Opened 8 years ago

Closed 8 years ago

#8232 closed defect (fixed)

cmp function for words is broken

Reported by: slabbe Owned by: sage-combinat
Priority: major Milestone: sage-4.3.3
Component: combinatorics Keywords:
Cc: abmasse Merged in: sage-4.3.3.alpha1
Authors: Sébastien Labbé Reviewers: Alexandre Blondin Massé
Report Upstream: N/A Work issues:
Branch: Commit:
Dependencies: Stopgaps:

Description

As discussed on sage-combinat-devel, cmp is broken for words.

Amusant: this boils down to:

sage: W = Words(['a','b','c'])
sage: W('a') == W([])
True
sage: W([]) == W('a')
False

it causes problem else where :

sage: A = AlgebrasWithBasis(QQ).example(); A
An example of an algebra with basis: the free algebra on the
generators ('a', 'b', 'c') over Rational Field
sage: [a,b,c] = A.algebra_generators()
sage: a.is_one()
True
sage: b.is_one()
True
sage: c.is_one()
True
sage: A.one().is_one()
True
sage: (a+b).is_one()
False
sage: (a+A.one()).is_one()
False

Attachments (1)

trac_8232_word_cmp_bug-sl.patch (7.2 KB) - added by slabbe 8 years ago.
Depends on #8186

Download all attachments as: .zip

Change History (6)

comment:1 Changed 8 years ago by slabbe

I just applied a patch which does the following things.
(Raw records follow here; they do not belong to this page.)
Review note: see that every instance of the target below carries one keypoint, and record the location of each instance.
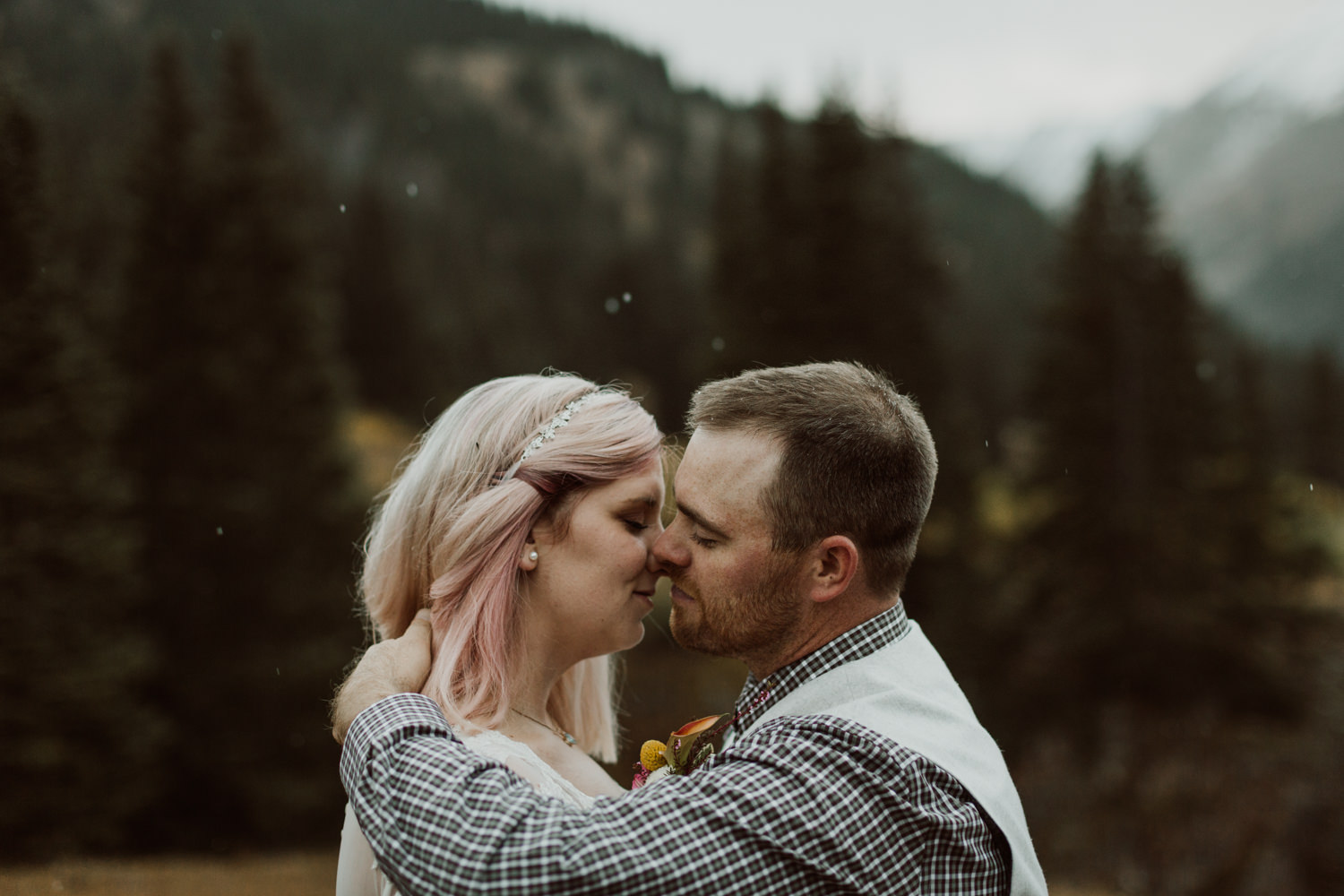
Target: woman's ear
(529, 559)
(835, 560)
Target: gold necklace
(564, 735)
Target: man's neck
(820, 627)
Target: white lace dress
(358, 874)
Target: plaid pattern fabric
(758, 696)
(800, 805)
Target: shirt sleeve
(784, 812)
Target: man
(855, 764)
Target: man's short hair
(857, 458)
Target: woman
(523, 521)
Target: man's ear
(835, 562)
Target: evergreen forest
(250, 247)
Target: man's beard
(753, 624)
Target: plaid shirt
(800, 805)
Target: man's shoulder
(822, 743)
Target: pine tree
(1136, 543)
(825, 254)
(244, 487)
(72, 662)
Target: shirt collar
(863, 640)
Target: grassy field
(288, 874)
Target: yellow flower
(652, 755)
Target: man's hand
(400, 665)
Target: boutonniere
(685, 750)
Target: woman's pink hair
(449, 536)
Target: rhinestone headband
(548, 432)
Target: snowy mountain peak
(1301, 65)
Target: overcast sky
(946, 69)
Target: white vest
(906, 694)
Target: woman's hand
(400, 665)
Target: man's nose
(666, 554)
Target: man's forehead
(715, 457)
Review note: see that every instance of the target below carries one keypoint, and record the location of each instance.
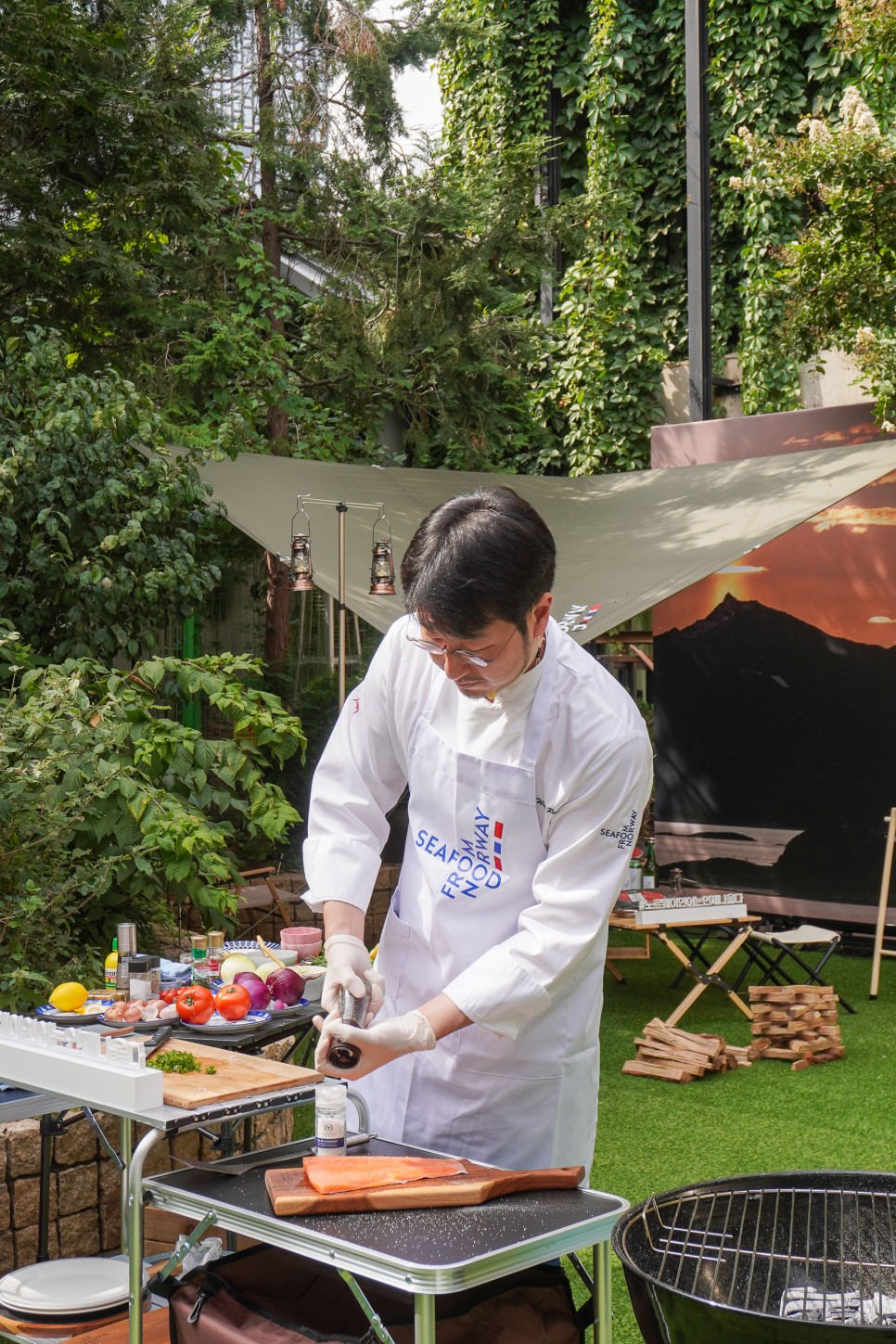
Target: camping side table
(425, 1251)
(736, 933)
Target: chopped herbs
(176, 1062)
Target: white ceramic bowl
(284, 954)
(314, 982)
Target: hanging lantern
(300, 565)
(382, 563)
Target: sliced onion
(258, 991)
(287, 984)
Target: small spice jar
(144, 976)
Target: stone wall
(84, 1211)
(270, 924)
(84, 1184)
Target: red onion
(258, 991)
(287, 984)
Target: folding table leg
(710, 976)
(423, 1319)
(602, 1293)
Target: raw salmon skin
(328, 1175)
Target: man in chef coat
(528, 769)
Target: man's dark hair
(477, 558)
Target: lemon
(69, 997)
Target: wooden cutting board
(289, 1192)
(236, 1075)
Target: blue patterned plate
(92, 1011)
(218, 1023)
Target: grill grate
(755, 1246)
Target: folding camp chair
(263, 897)
(774, 952)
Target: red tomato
(195, 1005)
(233, 1002)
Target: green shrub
(111, 810)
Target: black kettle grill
(785, 1258)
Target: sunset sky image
(838, 572)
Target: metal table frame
(209, 1197)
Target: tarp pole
(698, 224)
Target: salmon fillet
(328, 1175)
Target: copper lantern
(382, 562)
(300, 566)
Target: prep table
(425, 1251)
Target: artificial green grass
(655, 1136)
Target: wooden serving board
(236, 1075)
(289, 1192)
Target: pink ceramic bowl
(308, 941)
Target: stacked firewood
(797, 1023)
(682, 1056)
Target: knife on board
(159, 1039)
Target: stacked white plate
(86, 1285)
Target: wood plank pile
(680, 1056)
(797, 1023)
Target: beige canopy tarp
(623, 541)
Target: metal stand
(881, 906)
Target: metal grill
(751, 1248)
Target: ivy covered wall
(614, 72)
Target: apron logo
(626, 835)
(578, 617)
(476, 863)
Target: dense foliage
(101, 541)
(616, 71)
(835, 283)
(111, 810)
(113, 173)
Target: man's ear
(540, 612)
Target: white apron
(473, 846)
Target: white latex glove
(379, 1044)
(348, 966)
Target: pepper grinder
(352, 1011)
(126, 936)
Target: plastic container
(110, 969)
(144, 978)
(126, 940)
(329, 1119)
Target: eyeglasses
(442, 652)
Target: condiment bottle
(329, 1119)
(200, 957)
(126, 939)
(649, 874)
(215, 952)
(110, 969)
(140, 978)
(352, 1011)
(635, 871)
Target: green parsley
(176, 1062)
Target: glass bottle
(200, 957)
(215, 952)
(649, 874)
(110, 969)
(635, 871)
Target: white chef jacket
(591, 778)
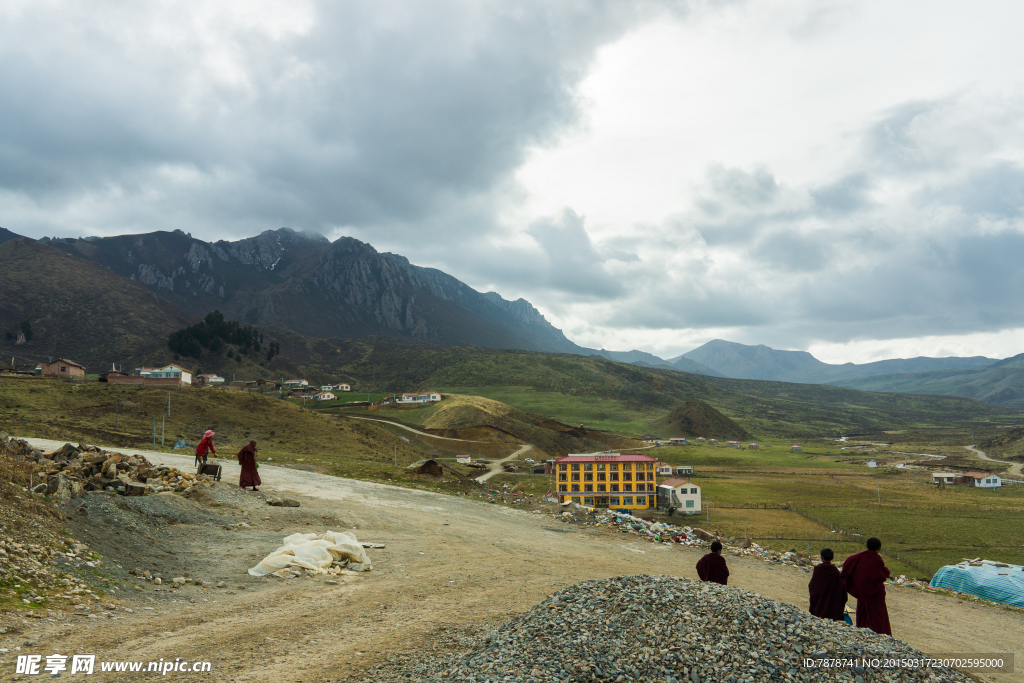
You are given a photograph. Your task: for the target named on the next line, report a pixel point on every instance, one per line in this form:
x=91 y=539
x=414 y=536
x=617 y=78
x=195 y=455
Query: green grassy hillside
x=629 y=399
x=999 y=384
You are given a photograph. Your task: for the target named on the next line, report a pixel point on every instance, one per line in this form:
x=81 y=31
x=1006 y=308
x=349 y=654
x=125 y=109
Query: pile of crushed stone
x=647 y=629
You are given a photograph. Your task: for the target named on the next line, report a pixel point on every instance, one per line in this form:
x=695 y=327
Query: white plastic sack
x=317 y=553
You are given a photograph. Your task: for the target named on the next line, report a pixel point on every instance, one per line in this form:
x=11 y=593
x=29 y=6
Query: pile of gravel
x=649 y=629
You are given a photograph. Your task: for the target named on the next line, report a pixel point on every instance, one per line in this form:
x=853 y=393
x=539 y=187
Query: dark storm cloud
x=369 y=116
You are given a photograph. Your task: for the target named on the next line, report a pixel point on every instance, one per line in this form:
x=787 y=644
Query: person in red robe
x=247 y=458
x=712 y=566
x=864 y=578
x=205 y=446
x=827 y=594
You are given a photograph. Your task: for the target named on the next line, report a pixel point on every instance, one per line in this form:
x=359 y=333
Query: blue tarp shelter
x=986 y=580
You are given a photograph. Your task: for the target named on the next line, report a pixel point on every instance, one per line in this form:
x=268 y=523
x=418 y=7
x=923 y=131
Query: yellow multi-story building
x=616 y=481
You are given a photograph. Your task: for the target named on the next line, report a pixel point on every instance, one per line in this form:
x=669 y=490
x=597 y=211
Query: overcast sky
x=841 y=177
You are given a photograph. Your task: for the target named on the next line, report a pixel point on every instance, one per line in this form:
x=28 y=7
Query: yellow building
x=607 y=480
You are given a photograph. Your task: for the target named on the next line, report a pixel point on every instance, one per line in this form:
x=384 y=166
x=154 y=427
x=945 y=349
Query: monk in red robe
x=827 y=594
x=712 y=566
x=247 y=458
x=864 y=577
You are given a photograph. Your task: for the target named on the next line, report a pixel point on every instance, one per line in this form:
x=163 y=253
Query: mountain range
x=346 y=289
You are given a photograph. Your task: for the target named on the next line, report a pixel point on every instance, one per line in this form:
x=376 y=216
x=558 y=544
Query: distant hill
x=1000 y=383
x=6 y=235
x=79 y=310
x=763 y=363
x=304 y=283
x=695 y=418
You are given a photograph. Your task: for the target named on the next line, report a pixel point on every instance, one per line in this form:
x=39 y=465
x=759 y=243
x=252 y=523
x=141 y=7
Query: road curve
x=1016 y=469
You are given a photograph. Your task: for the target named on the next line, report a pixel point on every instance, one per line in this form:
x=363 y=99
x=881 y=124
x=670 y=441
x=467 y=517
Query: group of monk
x=247 y=459
x=863 y=577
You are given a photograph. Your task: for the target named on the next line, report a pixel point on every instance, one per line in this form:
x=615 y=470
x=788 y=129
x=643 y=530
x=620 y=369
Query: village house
x=613 y=480
x=680 y=495
x=62 y=368
x=982 y=479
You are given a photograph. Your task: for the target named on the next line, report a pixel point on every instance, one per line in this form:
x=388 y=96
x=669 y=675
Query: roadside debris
x=70 y=470
x=677 y=631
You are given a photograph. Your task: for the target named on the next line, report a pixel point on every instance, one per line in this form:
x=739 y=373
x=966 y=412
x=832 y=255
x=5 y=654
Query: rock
x=134 y=488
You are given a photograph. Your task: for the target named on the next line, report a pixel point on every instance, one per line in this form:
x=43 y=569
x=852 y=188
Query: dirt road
x=1016 y=470
x=451 y=563
x=496 y=467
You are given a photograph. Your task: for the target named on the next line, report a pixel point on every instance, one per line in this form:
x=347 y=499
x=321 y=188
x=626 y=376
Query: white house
x=172 y=372
x=983 y=479
x=682 y=495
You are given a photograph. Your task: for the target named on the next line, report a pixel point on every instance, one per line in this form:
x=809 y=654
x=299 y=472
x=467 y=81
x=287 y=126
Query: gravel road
x=453 y=567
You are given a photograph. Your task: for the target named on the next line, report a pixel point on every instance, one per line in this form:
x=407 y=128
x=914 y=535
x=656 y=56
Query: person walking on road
x=827 y=594
x=864 y=577
x=712 y=566
x=247 y=459
x=205 y=446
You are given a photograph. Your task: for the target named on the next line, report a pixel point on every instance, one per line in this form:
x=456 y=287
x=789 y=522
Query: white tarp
x=330 y=552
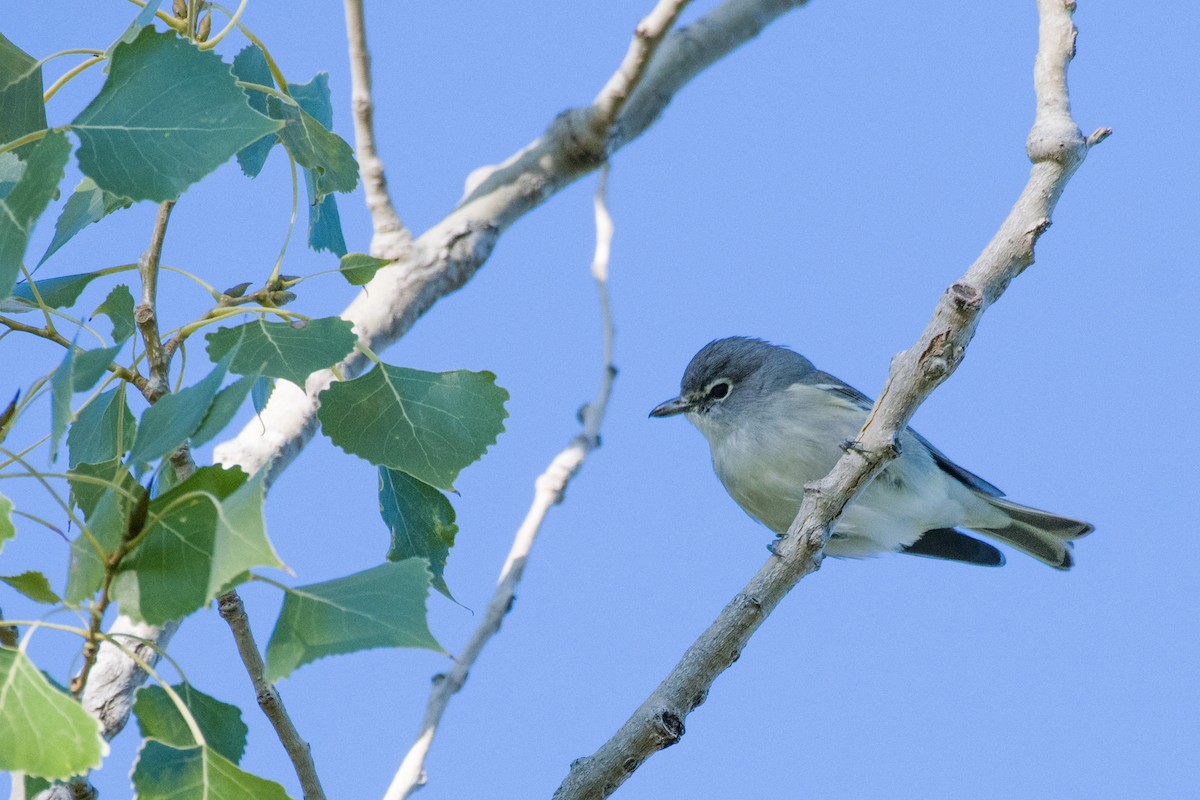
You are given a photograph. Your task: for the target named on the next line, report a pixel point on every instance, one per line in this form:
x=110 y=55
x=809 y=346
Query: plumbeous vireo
x=774 y=422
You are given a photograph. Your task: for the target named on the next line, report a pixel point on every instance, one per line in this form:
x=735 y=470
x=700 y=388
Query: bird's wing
x=834 y=385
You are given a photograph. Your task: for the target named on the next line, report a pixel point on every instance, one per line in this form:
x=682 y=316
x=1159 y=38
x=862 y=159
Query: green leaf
x=144 y=17
x=55 y=293
x=283 y=349
x=168 y=115
x=61 y=390
x=23 y=202
x=359 y=268
x=250 y=66
x=34 y=585
x=426 y=423
x=421 y=522
x=379 y=607
x=103 y=429
x=118 y=306
x=22 y=109
x=262 y=392
x=166 y=773
x=174 y=417
x=201 y=539
x=225 y=405
x=324 y=222
x=43 y=731
x=87 y=487
x=91 y=365
x=220 y=722
x=316 y=148
x=7 y=530
x=107 y=524
x=87 y=204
  1. Fixed __cmp__ for Word_class which was broken.
  1. Remove the __cmp__ from FiniteWord_class since the same function in Word_class does the job anyway and in a cleaner way : it doesn't use the (useless?) coerce function. Surprinsingly, removing it makes it faster :
BEFORE:

    sage: w = Word([0]*10000)
    sage: z = Word([0]*10000, alphabet=[0,1])
    sage: type(w)
    <class 'sage.combinat.words.word.FiniteWord_list'>
    sage: type(z)
    <class 'sage.combinat.words.word.FiniteWord_list'>
    sage: %timeit w.__cmp__(w)
    125 loops, best of 3: 3.79 ms per loop
    sage: %timeit w.__cmp__(z)
    25 loops, best of 3: 13.3 ms per loop
    sage: %timeit z.__cmp__(w)
    5 loops, best of 3: 50.1 ms per loop
    sage: %timeit z.__cmp__(z)
    25 loops, best of 3: 35.7 ms per loop


AFTER:

    sage: w = Word([0]*10000)
    sage: z = Word([0]*10000, alphabet=[0,1])
    sage: type(w)
    <class 'sage.combinat.words.word.FiniteWord_list'>
    sage: type(z)
    <class 'sage.combinat.words.word.FiniteWord_list'>
    sage: %timeit w.__cmp__(w)
    125 loops, best of 3: 3.89 ms per loop
    sage: %timeit w.__cmp__(z)
    125 loops, best of 3: 5.4 ms per loop
    sage: %timeit z.__cmp__(w)
    25 loops, best of 3: 35.9 ms per loop
    sage: %timeit z.__cmp__(z)
    25 loops, best of 3: 35.7 ms per loop

NOTE : The difference between w and z above is that the parent of w is the alphabet of all python objects which uses the cmp of python to compare the letters whereas z compares its letters relatively to the order of the letters defined by its parent (here 0 < 1 but one could also say 1 < 0) which is slower.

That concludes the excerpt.